Posted on Friday, July 19, 2019

The Michigan Supreme Court ruled on an issue of first impression in In re Ferranti (June 12, 2019, Docket No. 157907) when it decided on the propriety of a trial court in conducting an in camera interview of a subject child in the context of child protective proceedings.

The case arose when the Department of Health and Human Services petitioned the Otsego Circuit Court, Family Division, to remove minor JF from her parents. The Department alleged that JF’s parents had failed to adequately attend to JF’s medical needs by missing several of her medical appointments; not refilling her prescription medications; and failing to provide adequate living conditions for JF, describing how the clutter left around the house made it difficult for JF to maneuver her wheelchair and how JF’s bathroom was “filthy,” among other allegations.

The Court decided to conduct the interview off the record and out of the presence of the parties before one of the Respondents’ upcoming parenting-time visits because it was concerned that testifying on the record and in the presence of the parties and counsel would make JF uncomfortable.

Relying on that unrecorded in camera interview, the Trial Court determined that JF could not thrive in the inappropriate living environment. This decision substantially contributed to the Trial Court’s determination that Respondent’s parental rights to JF be terminated.

After the Trial Court ordered termination of Respondents’ parental rights, Respondents appealed.

On appeal, the Michigan Court of Appeals affirmed the Trial Court’s termination of JF’s parents’ parental rights and held that Respondents had waived their claim that the in camera interview was erroneous in an unpublished per curiam opinion issued on May 10, 2018 (Docket Nos. 340117 and 340118).

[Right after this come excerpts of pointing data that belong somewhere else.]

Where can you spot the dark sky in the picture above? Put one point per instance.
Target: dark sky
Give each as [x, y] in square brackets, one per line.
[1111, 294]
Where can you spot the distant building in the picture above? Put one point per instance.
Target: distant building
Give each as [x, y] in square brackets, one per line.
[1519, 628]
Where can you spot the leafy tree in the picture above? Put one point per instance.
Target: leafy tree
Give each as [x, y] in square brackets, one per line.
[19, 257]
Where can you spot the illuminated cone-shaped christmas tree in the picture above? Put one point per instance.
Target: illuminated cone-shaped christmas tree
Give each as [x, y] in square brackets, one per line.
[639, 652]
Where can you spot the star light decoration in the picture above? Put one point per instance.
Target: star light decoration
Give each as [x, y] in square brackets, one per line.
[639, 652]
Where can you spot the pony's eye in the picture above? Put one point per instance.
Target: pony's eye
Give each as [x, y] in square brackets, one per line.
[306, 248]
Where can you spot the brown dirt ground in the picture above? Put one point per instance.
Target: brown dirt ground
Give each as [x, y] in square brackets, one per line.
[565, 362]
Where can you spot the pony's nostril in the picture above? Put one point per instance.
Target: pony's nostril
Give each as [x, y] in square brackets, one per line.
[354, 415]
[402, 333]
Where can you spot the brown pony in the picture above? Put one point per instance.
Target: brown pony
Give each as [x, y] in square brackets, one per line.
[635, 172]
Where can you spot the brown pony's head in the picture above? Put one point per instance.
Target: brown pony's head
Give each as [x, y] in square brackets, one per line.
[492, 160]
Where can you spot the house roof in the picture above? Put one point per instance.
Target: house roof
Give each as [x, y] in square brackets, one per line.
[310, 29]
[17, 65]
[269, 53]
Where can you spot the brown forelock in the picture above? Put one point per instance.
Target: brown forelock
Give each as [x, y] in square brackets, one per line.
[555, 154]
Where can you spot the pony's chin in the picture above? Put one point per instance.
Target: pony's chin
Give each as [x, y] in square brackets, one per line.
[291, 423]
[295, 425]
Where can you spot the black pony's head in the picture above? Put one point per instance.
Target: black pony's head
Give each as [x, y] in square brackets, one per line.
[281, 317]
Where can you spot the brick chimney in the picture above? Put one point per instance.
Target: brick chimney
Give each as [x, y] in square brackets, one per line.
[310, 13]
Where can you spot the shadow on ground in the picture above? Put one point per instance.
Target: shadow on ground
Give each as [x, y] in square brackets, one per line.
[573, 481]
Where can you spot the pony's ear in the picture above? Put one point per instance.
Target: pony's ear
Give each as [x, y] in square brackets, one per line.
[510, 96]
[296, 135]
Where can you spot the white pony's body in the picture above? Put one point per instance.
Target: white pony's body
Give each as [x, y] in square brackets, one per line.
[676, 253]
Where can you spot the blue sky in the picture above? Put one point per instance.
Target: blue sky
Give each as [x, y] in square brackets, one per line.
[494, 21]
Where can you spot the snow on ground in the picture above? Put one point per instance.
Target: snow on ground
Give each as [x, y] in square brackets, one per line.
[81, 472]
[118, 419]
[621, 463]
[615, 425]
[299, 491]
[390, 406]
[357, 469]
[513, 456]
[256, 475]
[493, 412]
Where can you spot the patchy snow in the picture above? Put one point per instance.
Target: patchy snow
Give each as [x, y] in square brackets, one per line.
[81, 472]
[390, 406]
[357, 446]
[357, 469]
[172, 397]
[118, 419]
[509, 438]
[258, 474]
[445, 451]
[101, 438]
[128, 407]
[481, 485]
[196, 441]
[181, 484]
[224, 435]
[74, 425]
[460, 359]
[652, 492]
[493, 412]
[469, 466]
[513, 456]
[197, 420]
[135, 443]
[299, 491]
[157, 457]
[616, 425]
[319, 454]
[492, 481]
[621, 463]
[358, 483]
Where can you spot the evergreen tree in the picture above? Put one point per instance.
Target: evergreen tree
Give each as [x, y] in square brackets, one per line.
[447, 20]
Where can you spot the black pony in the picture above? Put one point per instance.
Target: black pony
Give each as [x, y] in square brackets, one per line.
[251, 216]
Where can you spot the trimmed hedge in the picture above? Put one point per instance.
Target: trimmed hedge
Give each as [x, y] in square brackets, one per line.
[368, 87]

Respondents argued in front of the Michigan Supreme Court that their due-process rights had been violated by the Court’s in camera interview with JF because the specifics to the interview were not shared with the parties or counsel and was conducted off the record without either side present. Counsel argued that they should have been given the opportunity to be present and the option of conducting their own examination of JF. They requested the Court of Appeals to vacate the Trial Court’s order and remand to a different judge. The Department argued that Respondents had waived their due-process claim when their counsel supported the Trial Court’s suggestion that the interview be conducted.

While the Court did ask counsel whether there was any opposition to the interview, the question was phrased generally. It was not apparent from the record whether Respondents had intended to agree to an on-the-record interview or whether they intended the interview to take place off the record. Further, there was no indication as to whether either side knew they would not be given the opportunity to conduct their own examination of JF. The logistical conversation regarding the time and place of the interview involved only the Court, its clerk, the Department, and the Respondents. Their counsel was not included. “The Court never sought – and the respondents never gave – their agreement about how that conversation would take place.”

In lieu of granting Respondent’s appeal, the Michigan Supreme Court issued an opinion, holding that the Court of Appeals was correct in finding that because the Court did not provide either side any details of the interview on the record and because Counsel’s agreement only applied to the general idea of the court speaking to JF, Respondent’s due process rights had been violated and they had not waived their right to have that interview comport with due process.